Selon certaines théories, avant de s’être ancrée au Brésil, la Capoeira tirait ses origines du continent africain. D’autres au contraire, affirment qu’elle proviendrait de la civilisation amérindienne. Qu’en est-il réellement ?
Julien Terrin : Sur le plan théorique, il est toujours compliqué de répondre de façon catégorique aux questions concernant l’origine d’une pratique culturelle. Le principal danger étant d’orienter le débat vers une spirale sans fin ; en d’autres termes de partir en quête d’une pureté culturelle fantasmée. De plus, cela impliquerait d’être capable de définir un début voire une fin à une chose qui n’en a pas : la culture. Si nous prenons le cas de la Capoeira, trois grandes théories peuvent être retenues concernant ses origines. Chacune de ces trois versions renvoie à un mythe fondateur différent qu’il faut néanmoins prendre en compte afin de mettre en évidence les importants métissages culturels qui ont eu lieu au cours de la construction de la nation brésilienne.
La première théorie prétend que la Capoeira provient d’Afrique centrale, qu’elle a été ramenée par les esclaves et qu’elle se serait développé ensuite au Brésil en conservant ses caractéristiques originelles. Les partisans de cette théorie, émise par les ethnologues et folkloristes du début du vingtième siècle, soutiennent que la Capoeira trouve son origine dans un certain nombre de rituels initiatiques, le plus directement identifié comme matrice de la Capoeira étant le Ngolo (la danse du zèbre) que l’on retrouve sur la côte sud de l’Angola. Les hommes en âge de se marier étaient amenés à lutter en utilisant leurs têtes, leurs mains et leurs jambes dans le but d’atteindre l’adversaire à la tête pour remporter la victoire.
Une autre théorie affirme que la Capoeira est une construction des esclaves marron. Cette lutte développée au sein des senzalas serait née du mélange culturel entre les différents peuples africains déportés au Brésil. En effet, les esclavagistes avaient pour habitude de séparer, d’éclater les éventuels noyaux de résistance en évitant les contacts entre membres d’une même ethnie. Une lutte serait née du mélange entre différents rituels d’origine africaine et aurait permis aux esclaves les plus téméraires de fuir leurs maîtres pour rejoindre les Quilombos, communautés d’esclaves libres souvent situées en marge du monde connu, c’est à dire dans les espaces vierges, à l’abri des regards entre le dix-huitième et le dix-neuvième siècle.

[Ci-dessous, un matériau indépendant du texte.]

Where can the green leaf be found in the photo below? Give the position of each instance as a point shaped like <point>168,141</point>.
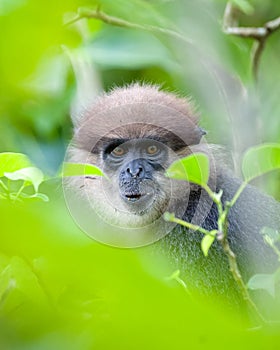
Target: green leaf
<point>31,175</point>
<point>206,243</point>
<point>194,168</point>
<point>260,160</point>
<point>78,169</point>
<point>274,235</point>
<point>263,281</point>
<point>35,197</point>
<point>244,6</point>
<point>10,162</point>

Elle s’y serait alors développée en tant que véritable art de guerre mis au service de la lutte contre l’armée portugaise. Le quilombo de Palmares (1580-1694) aurait réunis plusieurs dizaines de milliers d’esclaves fugitifs, et leur leader le plus prestigieux, Zumbi dos Palmares, est considéré par nombre de capoeiristes comme le premier maître dans l’art de la Capoeira, sinon comme un de ses symboles incontournables.
Certains défendent l’idée quelle serait amérindienne, voire portugaise. Plusieurs explorateurs ou colons auraient témoigné de l’existence de luttes guerrières effectuées en cercle au son des tambours. Si les origines africaines de la Capoeira, directes comme lointaines, sont nettement plus convaincantes, l’influence amérindienne aura tout de même laissé un apport considérable à la Capoeira, en lui donnant son nom. Sur le plan étymologique, le terme « Capoeira » proviendrait du Tupi Guarani, ensemble linguistique le plus représenté sur le continent américain qui s’étend du Brésil au Paraguay.
Sources :
Julien Terrin, anthropologue, a écrit en 2011 un mémoire de recherche intitulé : Salvador de Bahia, la Mecque de la Capoeira. Cet extrait provient d’une interview conduite par Julien Bouisset lors de l’évènement à la Cité de la Musique «Capoeira : danse et combat », le 12 février 2012.